第51話

「……全く、何で私がここまで付き合わなくちゃいけないの?」

「昼メシおごってやっただろ」

「どこに連れて行ってくれるかと思えば、すぐそこのマックだったし? しかもその対価が訳分かんない調べ物とか、もう全然割に合わないんですけどっ!」


 県立図書館の一角に設けられた視聴覚ブースコーナー。その隣り合った席で、拓海とミチは少し前から子供のような言い合いを繰り広げていた。


 十席ほど設けられたそれらは一つ一つが申し訳程度の薄い間仕切りで隔てられているのみであり、不満げなミチの大声を到底防ぐ事はできない。案の定、すぐ近くにある受付カウンターの中にいた司書員のじろりとした視線が突き刺さってきた。


「バカ、静かにしろよ」


 間仕切りの上から顔を出した拓海が、しぃーっと人差し指を自分の口元に当てる。その仕草は、昔『太陽の里』の部屋で夜更かしをしていた際、ベッドの上で彼がよくしていたなとミチはふと思い出していた。


「もう少し付き合えって。どうせヒマしてたんだろ?」

「ヒマだったのは拓海の方でしょ。しかもそんな大きなアザこしらえて」

「先生達に余計な事言うなよ」

「先手打っといて、よく言うわ」


 拓海が『太陽の里』を訪れたのは、今から二時間ほど前の事だ。近頃、数日と空けずに帰ってきてくれるに新藤夫妻は手放しで出迎えてくれたものの、彼の頬に充てられた大きなガーゼを見た瞬間、ひどく慌てた。


『ど、どうしたんだ拓海!? 何でそんな怪我を……』

『大丈夫。店の中でケンカを始めた客達を宥めようとしたら、巻き込まれちゃってさ。まぬけだよな俺って、あははっ』


 何でもない事のようにそう言ってのける拓海の嘘を、ミチは瞬く間に見破った。伊達に長い付き合いをしている訳じゃない。新藤夫妻は知らないだろうが、拓海は嘘をつく時、必ず最後に「あははっ」と短い笑い声を出す癖があるのだから――。

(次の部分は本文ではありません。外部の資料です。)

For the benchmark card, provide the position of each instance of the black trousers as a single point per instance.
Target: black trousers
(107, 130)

 何、下手な嘘をついてるのと言ってやろうとしたミチだったが、それより一瞬早く拓海は彼女の腕を掴んだ。ちょっとミチを借りてもいいですかと頼んでくる彼の申し出を、新藤夫婦は快く承諾した。


「先手って……。先生達に余計な心配かけさせる必要ねえだろ」

「だったら、実はホストやってますってお義父さん達に白状すれば?」

「そんな事したら、先生の心臓が止まるだろ。奥さんも心配のしすぎで老けるわ」


 いいから続けるぞと、間仕切りから顔を引っ込めてリクライニングソファに腰を落とした拓海の視線は、目の前のパソコン画面に向けられる。大げさなため息を吐くと、ミチも再びパソコンと向き合った。